Effective Dates. The required compliance dates for banks in the proposed rule are:
- $500B+ total assets – six months after final rule publication
- $50B to $500B total assets – one year after final rule publication
- $850M to $50B total assets – two-and-a-half years after final rule publication
- Less than $850M total assets – four years after final rule publication
Key Legal and Risk Considerations.
- Cyber Risk Issues. Despite the rule’s focus on cyber risk, it will likely open up new opportunities for hackers and fraudsters to steal consumer financial data and funds. Over the last several years cyber fraud incidents have been skyrocketing, and community banks can expect an additional layer of cyber risk and related costs due to the rule’s mandate of “developer interfaces.” The rule does not include any type of regulatory “hold harmless” provision to protect banks that are forced by the rule to allow third parties to access consumer account data and to incur related risks from hacking, fraud, identify theft, data breaches, etc.
- Shifting Risk by Contract. Banks should consider implementing contractual provisions (e.g., liability limits and indemnification) to shift risk to consumers who authorize other parties to access their accounts and to those third parties. The rule appears to be silent on this issue. Some risks may not be transferable.
- Potential Litigation Risk. The primary enforcement vehicle for the rule against banks will be the CFPB (or other applicable regulatory authority) using exam findings or enforcement actions. However, the obligations under the rule will likely be used to facilitate or bolster private rights of action under state common law, contract law and consumer protection law.
[i] “Screen scraping” usually involves a customer providing account access credentials to a third party to access the customer’s online financial account and extract data from it to be used to offer the customer a service (such as comparisons of pricing and terms among providers or budget/financial analysis) by entering the data into another application.
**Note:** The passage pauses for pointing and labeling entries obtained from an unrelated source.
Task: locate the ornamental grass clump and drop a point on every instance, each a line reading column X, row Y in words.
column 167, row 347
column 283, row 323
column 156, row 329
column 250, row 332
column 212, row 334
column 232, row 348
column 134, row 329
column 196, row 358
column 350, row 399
[ii] Note that banks with $10B+ in total assets are already subject to a related CFPB restriction on fees for customer information access under a recent CFPB Advisory Opinion published at 88 Fed. Reg. 71279.
[iii] The rule also applies to credit unions and certain nondepository institutions. Specifically, it applies to any financial services provider that is a “financial institution” under Regulation E (12 CFR 1005) or a “card issuer” under Regulation Z (12 CFR 1026) or that controls or possesses information and certain account data regarding the types of accounts covered by the rule. The rule refers to all of these entities as “data providers.”